Understanding the 2020 Presidential Election Polls

candidates

Final Update: November 3, 2020

For Election Night

Safe States and Swing States: How to track the 2020 Presidential election November 2, 2020

Why is 2020 Different from 2016?

Simple answer is that there is a smaller percentage of undecided and 3rd party voters. Here is a table comparing polling averages from 2016 and 2020 in potential swing states.
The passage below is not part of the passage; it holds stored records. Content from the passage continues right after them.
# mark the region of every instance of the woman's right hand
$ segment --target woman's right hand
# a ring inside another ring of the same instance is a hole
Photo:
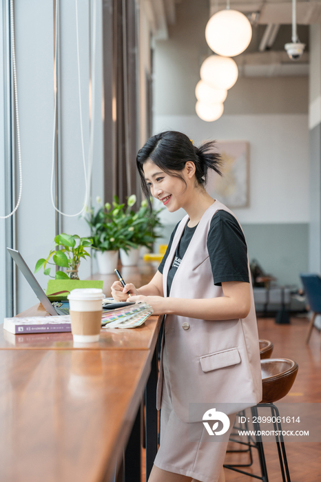
[[[127,301],[129,297],[128,291],[133,296],[138,294],[135,285],[132,283],[127,283],[124,287],[120,281],[115,281],[112,284],[112,296],[116,301]]]

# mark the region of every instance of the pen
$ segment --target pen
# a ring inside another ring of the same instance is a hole
[[[123,277],[122,277],[121,273],[119,273],[119,271],[118,271],[118,269],[115,269],[115,273],[117,275],[118,279],[119,280],[119,281],[122,284],[123,286],[125,288],[125,286],[126,286],[126,283],[123,280]],[[130,294],[130,293],[129,291],[127,292],[127,294],[128,295],[128,296],[132,296],[132,295]]]

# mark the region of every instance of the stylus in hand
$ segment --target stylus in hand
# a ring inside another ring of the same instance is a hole
[[[125,288],[125,286],[126,286],[126,283],[125,283],[125,281],[123,280],[123,277],[122,277],[121,273],[119,273],[119,271],[118,271],[118,269],[115,269],[115,273],[116,273],[116,276],[117,276],[118,279],[119,281],[121,282],[121,284],[122,284],[123,286]],[[132,295],[130,294],[130,293],[129,291],[127,292],[127,294],[128,295],[128,296],[132,296]]]

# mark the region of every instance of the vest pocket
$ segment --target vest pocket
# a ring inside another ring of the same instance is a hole
[[[200,366],[203,372],[223,368],[225,366],[236,365],[240,362],[240,353],[237,348],[216,351],[200,357]]]

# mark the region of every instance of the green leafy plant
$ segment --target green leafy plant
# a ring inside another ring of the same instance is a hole
[[[112,206],[106,202],[96,213],[93,209],[90,210],[85,219],[90,227],[94,248],[102,251],[119,249],[127,251],[131,247],[139,246],[152,248],[158,237],[155,228],[162,226],[158,218],[161,209],[151,215],[147,202],[144,200],[135,212],[132,208],[136,202],[134,194],[128,198],[127,206],[120,204],[115,196]]]
[[[43,273],[56,280],[79,280],[78,268],[80,262],[83,258],[90,258],[85,248],[92,246],[92,240],[88,238],[80,238],[77,234],[70,235],[63,233],[55,237],[54,242],[56,246],[50,251],[48,258],[45,260],[41,258],[37,262],[34,273],[43,267]],[[53,263],[50,261],[52,257]],[[66,271],[70,273],[70,275],[59,270],[55,276],[51,276],[51,268],[48,264],[67,268]]]

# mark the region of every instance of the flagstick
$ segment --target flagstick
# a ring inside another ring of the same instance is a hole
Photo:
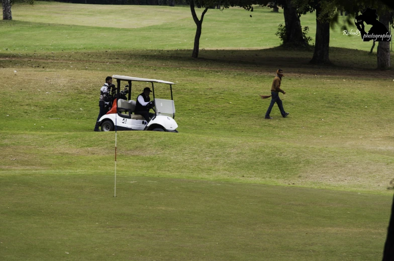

	State	Biden (D)	Trump (R)	Undecided & 3rd Party 2020	Clinton (D)	Trump (R)	Undecided & 3rd Party 2016
0	North Carolina	48.8	46.5	4.7	45.5	46.5	8
1	New Hampshire	53.4	42.4	4.2	43.3	42.7	14
2	Texas	45.5	49.5	5	38	50	12
4	Florida	48.9	46.8	4.3	46.4	46.6	7
5	Arizona	49.5	46.3	4.2	42.3	46.3	11.4
6	Wisconsin	49.3	44.7	6	46.8	40.3	12.9
7	Ohio	46.2	46.8	7	42.3	45.8	11.9
8	Pennsylvania	49.5	44.6	5.9	46.2	44.3	9.5
12	Michigan	50.4	42.6	7	45.4	42	12.6
13	Iowa	47.2	46.4	6.4	41.3	44.3	14.4
14	Virginia	51.7	40.3	8	47.3	42.3	10.4
15	Nevada	49	43.8	7.2	45	45.8	9.2
16	Georgia	47.5	46.3	6.2	44.4	49.2	6.4

TL;DR Scenarios

States with a weighted polling average of 50% or higher

Candidate	Strong	Likely	Total
Biden	173	45	218
Trump	67	44	111

If ALL undecided voters in every state vote for Trump

Candidate	Strong	Likely	Total
Biden	181	37	218
Trump	295	25	320

Randomized distribution of undecided voters in every state

Candidate	Strong	Likely	Total
Biden	227	107	334
Trump	111	93	204

NEW
Undecided voters distributed by Partisan Voter Index

Candidate	Strong	Likely	Total
Biden	227	52	279
Trump	215	44	259

Update

I added a fourth scenario to demonstrate how undecided voters can change the outcome of the election. This one uses the Cook Political Report’s Partisan Voter Index to weight how to distribute undecided voters. Keep in mind that an electoral college tally of 270 and above is a win so when a scenario has a winner, that total will be in bold.

Strong and Likely States

In the two graphics below, we have states that are considered strong or likely states for the two candidates. The probability is based upon the weighted average polling for each state and if a candidate can win the state without the support of any undecided voters. Safe states without polling as designated by the Cook Political Report are assigned a probabilty of 1 for the favored candidate and 0 for the opponent.

Biden

Biden Solid States 173
Biden Likely States 45
Biden Solid + Likely States 218

Link to Interactive graphic
Biden Solid and Likely States

biden

Trump

Trump Solid States 67
Trump Likely States 44
Trump Solid + Likely States 111

Link to Interactive graphic
Trump Solid and Likely States

trump

States where undecided voters are most likely to determine the outcome

The table below can be considered the “path to victory” states as both campaigns will pursue several combinations of these states to pass 270 electoral college votes.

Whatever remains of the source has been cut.